Karen: Why not? It’s the only place in a gay bar that nobody’s gonna look.

Jack: No! That would be cheating. It would besmirch the reputation of gay spelling bees organized by drag queens in filthy tranny bars everywhere.

Now, I know in context to the conversation they are having, there are worse ways to describe a “tranny” bar.  I also know, provided the time this episode aired, this is a perfect example of where our culture was on the issue. We barely acknowledge transgender people as it is now and I would like to hope such commentary wouldn’t be included on a sitcom today. Even further, there are several issues about how the gay and lesbian community is discussed in this show that suggest we have come a very, VERY long way as a society when discussing the LGBTQ community upon reflection. Still, the fact that there is little done to provide a voice to the “T” in our lovely LGBTQ community on Will and Grace and what little perspective is provided on the show is coupled by comparisons that often include a negative term like “filthy”  really bothers me. I know, I know! I can imagine what you are thinking. “This show was filmed so long ago, Natalie!” “We’ve come a long way!” “Accept the show for the nostalgia of the time period.” Trust me, I do acknowledge these things! The show is really funny still, but that doesn’t excuse a need for a dialogue.

The point of this post is that I am uncomfortable with the word “tranny” now that the community is personalized to me through the experience of watching my spouse transition. As mentioned, the quote provided is one of several throughout the series. Each time Katie and I watch the show and the word “tranny” is used, I feel a need to apologize to her. I know I don’t need to take on the responsibility of the writers for a show written almost 20 years ago, but that’s the level of discomfort I feel about it. The term itself seems to connote a derogatory impression. I’m much more aware of how people discuss the transgender community in general. Every time Katie comes home from work to tell me about the conversations had in her workplace essentially making fun of “he/she’s” or other non-informed terms, it breaks my heart and makes me so angry. It’s amazing how much people just don’t know about this world. It’s amazing how much I don’t know.

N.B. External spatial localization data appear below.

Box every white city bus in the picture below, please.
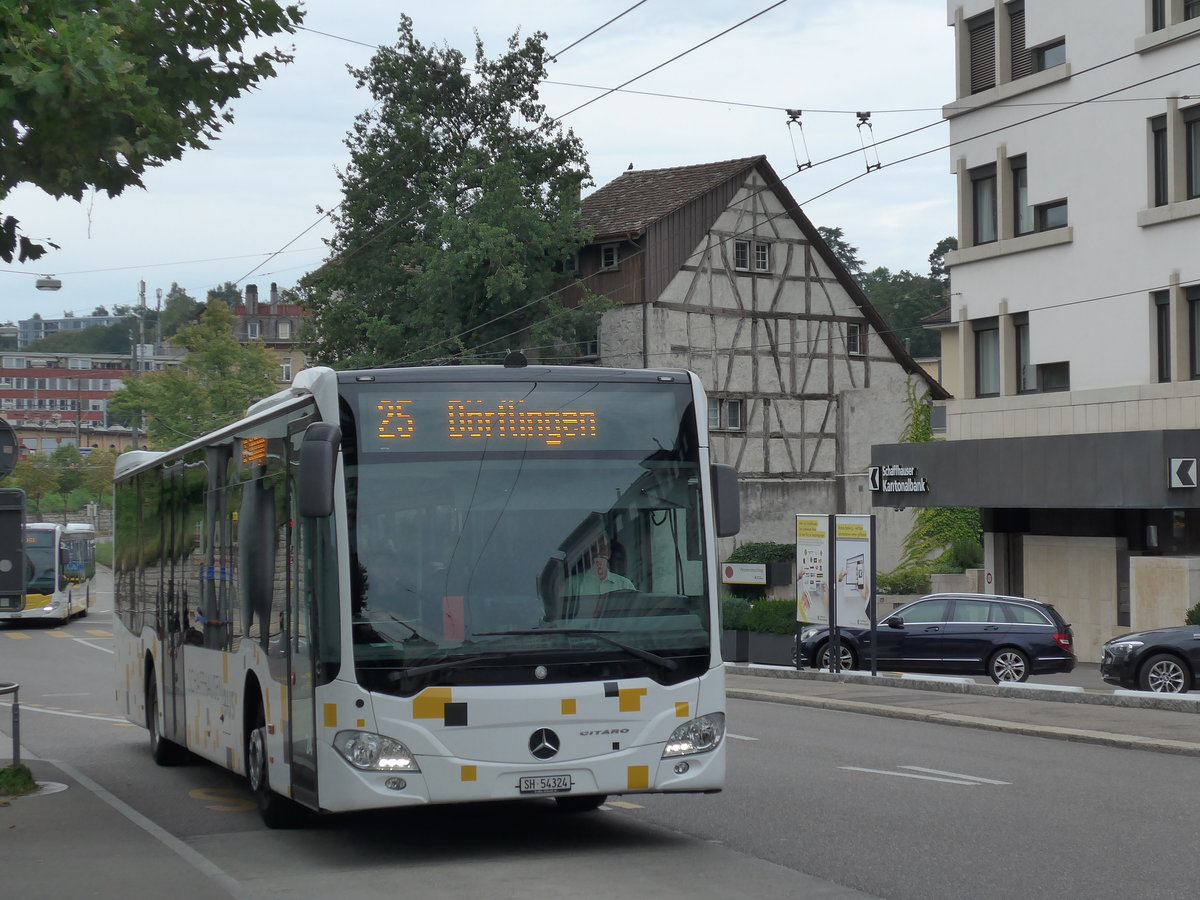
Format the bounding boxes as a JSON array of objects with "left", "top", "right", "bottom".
[
  {"left": 0, "top": 522, "right": 96, "bottom": 623},
  {"left": 113, "top": 362, "right": 740, "bottom": 826}
]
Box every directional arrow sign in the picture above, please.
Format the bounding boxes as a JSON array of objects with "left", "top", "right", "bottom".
[{"left": 1170, "top": 458, "right": 1197, "bottom": 489}]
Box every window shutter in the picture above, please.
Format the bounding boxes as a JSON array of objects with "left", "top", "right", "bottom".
[
  {"left": 1009, "top": 7, "right": 1033, "bottom": 79},
  {"left": 969, "top": 15, "right": 996, "bottom": 93}
]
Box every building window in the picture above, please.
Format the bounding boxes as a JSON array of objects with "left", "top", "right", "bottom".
[
  {"left": 600, "top": 243, "right": 619, "bottom": 269},
  {"left": 734, "top": 239, "right": 771, "bottom": 272},
  {"left": 1011, "top": 155, "right": 1066, "bottom": 235},
  {"left": 247, "top": 322, "right": 260, "bottom": 339},
  {"left": 1186, "top": 105, "right": 1200, "bottom": 199},
  {"left": 1035, "top": 40, "right": 1066, "bottom": 71},
  {"left": 971, "top": 165, "right": 998, "bottom": 244},
  {"left": 1189, "top": 287, "right": 1200, "bottom": 378},
  {"left": 846, "top": 322, "right": 866, "bottom": 355},
  {"left": 1155, "top": 290, "right": 1171, "bottom": 382},
  {"left": 1008, "top": 2, "right": 1031, "bottom": 79},
  {"left": 278, "top": 320, "right": 292, "bottom": 340},
  {"left": 1189, "top": 0, "right": 1200, "bottom": 20},
  {"left": 968, "top": 11, "right": 996, "bottom": 94},
  {"left": 1012, "top": 156, "right": 1033, "bottom": 235},
  {"left": 1014, "top": 314, "right": 1037, "bottom": 392},
  {"left": 708, "top": 398, "right": 744, "bottom": 432},
  {"left": 974, "top": 319, "right": 1000, "bottom": 396},
  {"left": 1152, "top": 115, "right": 1169, "bottom": 206},
  {"left": 1152, "top": 0, "right": 1166, "bottom": 29},
  {"left": 280, "top": 357, "right": 293, "bottom": 382},
  {"left": 1038, "top": 362, "right": 1070, "bottom": 392}
]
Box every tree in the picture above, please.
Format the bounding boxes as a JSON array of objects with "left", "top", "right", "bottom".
[
  {"left": 9, "top": 455, "right": 58, "bottom": 520},
  {"left": 50, "top": 443, "right": 83, "bottom": 521},
  {"left": 207, "top": 282, "right": 242, "bottom": 307},
  {"left": 80, "top": 448, "right": 118, "bottom": 507},
  {"left": 298, "top": 16, "right": 598, "bottom": 368},
  {"left": 107, "top": 298, "right": 277, "bottom": 448},
  {"left": 890, "top": 378, "right": 982, "bottom": 579},
  {"left": 27, "top": 323, "right": 130, "bottom": 354},
  {"left": 817, "top": 225, "right": 866, "bottom": 285},
  {"left": 160, "top": 283, "right": 202, "bottom": 338},
  {"left": 0, "top": 1, "right": 304, "bottom": 263}
]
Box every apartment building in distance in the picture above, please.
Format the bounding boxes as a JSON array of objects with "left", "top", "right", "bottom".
[
  {"left": 231, "top": 283, "right": 308, "bottom": 384},
  {"left": 872, "top": 0, "right": 1200, "bottom": 660}
]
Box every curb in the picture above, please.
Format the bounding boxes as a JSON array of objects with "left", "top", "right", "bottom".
[
  {"left": 726, "top": 686, "right": 1200, "bottom": 756},
  {"left": 726, "top": 663, "right": 1200, "bottom": 714}
]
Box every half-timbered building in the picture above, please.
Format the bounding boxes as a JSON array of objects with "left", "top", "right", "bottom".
[{"left": 569, "top": 156, "right": 946, "bottom": 567}]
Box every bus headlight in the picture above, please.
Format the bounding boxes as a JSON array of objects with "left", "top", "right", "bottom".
[
  {"left": 662, "top": 712, "right": 725, "bottom": 758},
  {"left": 333, "top": 731, "right": 421, "bottom": 772}
]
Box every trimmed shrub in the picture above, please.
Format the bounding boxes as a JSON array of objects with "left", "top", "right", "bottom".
[
  {"left": 726, "top": 541, "right": 795, "bottom": 564},
  {"left": 1186, "top": 602, "right": 1200, "bottom": 627},
  {"left": 720, "top": 596, "right": 751, "bottom": 630},
  {"left": 743, "top": 598, "right": 796, "bottom": 635}
]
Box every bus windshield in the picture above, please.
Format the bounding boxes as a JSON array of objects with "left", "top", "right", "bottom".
[
  {"left": 25, "top": 530, "right": 58, "bottom": 594},
  {"left": 343, "top": 378, "right": 711, "bottom": 693}
]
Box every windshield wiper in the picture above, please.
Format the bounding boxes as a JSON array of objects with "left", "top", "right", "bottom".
[
  {"left": 390, "top": 652, "right": 513, "bottom": 679},
  {"left": 475, "top": 628, "right": 678, "bottom": 672}
]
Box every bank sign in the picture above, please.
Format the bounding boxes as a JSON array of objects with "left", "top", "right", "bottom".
[{"left": 868, "top": 464, "right": 929, "bottom": 494}]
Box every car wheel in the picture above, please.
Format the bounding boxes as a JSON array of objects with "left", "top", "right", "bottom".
[
  {"left": 1138, "top": 653, "right": 1189, "bottom": 693},
  {"left": 988, "top": 648, "right": 1030, "bottom": 683},
  {"left": 817, "top": 642, "right": 856, "bottom": 670},
  {"left": 555, "top": 794, "right": 606, "bottom": 812},
  {"left": 247, "top": 704, "right": 307, "bottom": 828}
]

Again, our society had come a long way. BUT WE STILL HAVE SO FAR TO GO. I really just hope one day we can live in a world where my wife is never called a “tranny” or put in a category of”other” in the negative way people do when they are afraid of the unknown. Ultimately, we”other” and demonize what we don’t know or understand. It’s easier than opening our hearts to be compassionate. This sounds so lofty, but I hope I get to raise kids in a world where gender isn’t an announcement, it’s just part of who we are. In this future-world, transgender people are not an anomaly on TV, they are just part of our daily lives, as visible and accepted as a dog is for a pet, coffee is with breakfast, or the letter T in the word Transgender.